Speaking during a television interview on VTM’s Faroek programme, Justice Minister Koen Geens, said Belgian laws governing property searches were a “serious handicap” to the investigators tracking down the Paris attacks suspect.
On the evening of Sunday 15 November, two nights after the terror attacks, security services learned Mr. Abdeslam was hiding out at a an address in the notorious Molenbeek district of Brussels, reports Flanders News.
The problem they faced is that in Belgium no properties can be raided between the hours of 9pm and 5am, and by that time it was after 9pm.
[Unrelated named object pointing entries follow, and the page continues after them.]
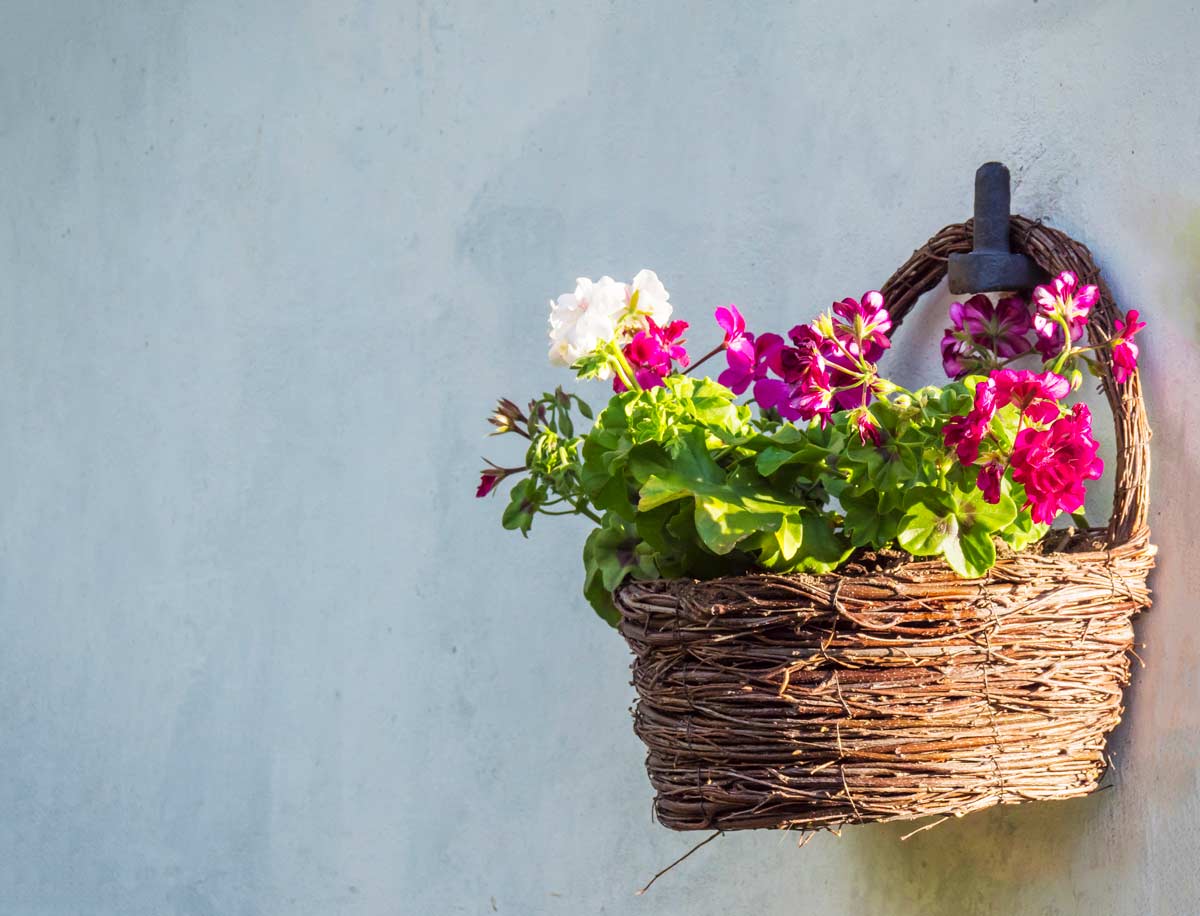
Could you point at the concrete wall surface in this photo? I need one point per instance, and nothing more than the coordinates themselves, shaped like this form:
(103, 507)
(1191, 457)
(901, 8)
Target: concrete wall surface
(264, 269)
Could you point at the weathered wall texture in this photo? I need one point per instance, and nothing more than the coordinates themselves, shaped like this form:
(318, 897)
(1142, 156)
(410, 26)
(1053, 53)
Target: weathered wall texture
(264, 267)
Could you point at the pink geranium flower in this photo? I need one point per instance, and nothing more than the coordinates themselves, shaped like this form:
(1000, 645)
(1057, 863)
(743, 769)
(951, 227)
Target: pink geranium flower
(868, 430)
(863, 325)
(1125, 351)
(1054, 464)
(1061, 298)
(1035, 395)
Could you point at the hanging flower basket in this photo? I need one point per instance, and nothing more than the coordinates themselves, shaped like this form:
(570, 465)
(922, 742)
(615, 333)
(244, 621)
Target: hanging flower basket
(845, 599)
(894, 688)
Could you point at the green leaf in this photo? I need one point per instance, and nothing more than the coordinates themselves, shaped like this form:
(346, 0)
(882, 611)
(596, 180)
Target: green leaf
(721, 524)
(976, 513)
(924, 532)
(522, 504)
(976, 554)
(612, 554)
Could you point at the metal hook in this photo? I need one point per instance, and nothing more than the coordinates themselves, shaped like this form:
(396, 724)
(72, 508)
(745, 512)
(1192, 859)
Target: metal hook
(991, 264)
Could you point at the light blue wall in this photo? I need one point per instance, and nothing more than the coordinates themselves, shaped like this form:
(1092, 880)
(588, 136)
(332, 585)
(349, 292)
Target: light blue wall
(264, 268)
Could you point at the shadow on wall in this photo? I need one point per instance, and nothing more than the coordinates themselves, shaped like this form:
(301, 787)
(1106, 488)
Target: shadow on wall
(1025, 858)
(983, 863)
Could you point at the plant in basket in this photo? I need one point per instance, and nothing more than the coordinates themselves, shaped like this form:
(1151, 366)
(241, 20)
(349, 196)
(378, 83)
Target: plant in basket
(844, 597)
(801, 454)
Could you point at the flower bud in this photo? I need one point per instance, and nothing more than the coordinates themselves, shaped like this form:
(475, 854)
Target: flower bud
(823, 325)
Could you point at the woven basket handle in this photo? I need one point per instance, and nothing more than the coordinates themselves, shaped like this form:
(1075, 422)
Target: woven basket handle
(1055, 252)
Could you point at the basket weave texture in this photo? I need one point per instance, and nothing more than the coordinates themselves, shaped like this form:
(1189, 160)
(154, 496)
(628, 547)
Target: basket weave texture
(897, 692)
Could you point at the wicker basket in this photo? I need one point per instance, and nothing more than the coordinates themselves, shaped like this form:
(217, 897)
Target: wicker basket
(900, 690)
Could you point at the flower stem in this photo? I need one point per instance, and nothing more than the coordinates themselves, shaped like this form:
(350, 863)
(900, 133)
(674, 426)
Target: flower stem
(703, 359)
(621, 365)
(1066, 345)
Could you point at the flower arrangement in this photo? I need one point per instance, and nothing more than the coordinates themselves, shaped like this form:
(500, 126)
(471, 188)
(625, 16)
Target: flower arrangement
(801, 455)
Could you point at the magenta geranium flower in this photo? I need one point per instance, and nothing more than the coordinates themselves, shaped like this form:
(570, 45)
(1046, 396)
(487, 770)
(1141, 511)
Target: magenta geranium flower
(989, 479)
(868, 430)
(1054, 464)
(1125, 351)
(1035, 395)
(730, 319)
(1061, 298)
(652, 352)
(978, 325)
(863, 325)
(749, 361)
(965, 435)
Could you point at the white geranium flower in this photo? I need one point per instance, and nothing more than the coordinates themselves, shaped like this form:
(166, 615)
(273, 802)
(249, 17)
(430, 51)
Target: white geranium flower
(652, 297)
(585, 321)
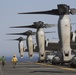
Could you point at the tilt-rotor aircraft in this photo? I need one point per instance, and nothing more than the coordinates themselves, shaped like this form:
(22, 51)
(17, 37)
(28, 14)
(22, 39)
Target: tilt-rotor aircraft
(20, 45)
(63, 12)
(40, 38)
(29, 41)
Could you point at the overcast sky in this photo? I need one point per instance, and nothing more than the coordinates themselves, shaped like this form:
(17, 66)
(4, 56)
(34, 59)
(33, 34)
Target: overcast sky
(9, 17)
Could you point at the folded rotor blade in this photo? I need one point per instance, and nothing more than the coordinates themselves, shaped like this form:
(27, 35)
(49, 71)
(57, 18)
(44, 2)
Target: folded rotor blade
(50, 32)
(49, 25)
(30, 26)
(51, 12)
(16, 34)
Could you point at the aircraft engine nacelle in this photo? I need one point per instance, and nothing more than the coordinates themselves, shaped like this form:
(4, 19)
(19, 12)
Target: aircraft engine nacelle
(21, 48)
(73, 37)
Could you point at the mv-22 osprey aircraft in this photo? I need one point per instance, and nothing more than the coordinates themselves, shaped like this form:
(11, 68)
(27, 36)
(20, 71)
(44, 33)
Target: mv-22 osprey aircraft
(63, 12)
(40, 37)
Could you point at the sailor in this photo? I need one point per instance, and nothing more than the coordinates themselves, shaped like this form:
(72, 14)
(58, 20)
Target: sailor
(14, 60)
(3, 60)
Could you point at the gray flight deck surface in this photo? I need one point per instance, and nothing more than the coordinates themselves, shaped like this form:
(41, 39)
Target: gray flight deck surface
(30, 68)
In fact the police did not raid the property until 10am on Monday 16 November, which newspapers have reported was because the street was busy.
Reports from reliable sources have told Belgian broadcasters that Mr. Abdeslam was able to escape that morning, either hidden in a car belonging to a person who was moving house on that street, or in a piece of furniture.
For their part, Belgian prosecutors have rejected the suggestions that the night-time ban definitely enabled the Paris attacks suspect’s escape. They admit there was intelligence which identified a specific home, and that when the home was eventually raided he was not there, but say that to blame the legal restriction is “an extrapolation”.
Mr. Geens has since initiated moves to reform the law which tied the hands of Belgian police, saying:
“In the [Faroek’ programme I was asked to comment on the question of whether raids should be allowed between 9pm and 5am. I only said that it would be better if that were the case, and that consequently I have put proposals to facilitate this in the case of terrorism cases to parliament and to the government. I have no further comment to make on the issue.”
As well as Belgium, France and several other European nations have restrictions on overnight police raids, intended to prevent the abuse of police powers of arrest.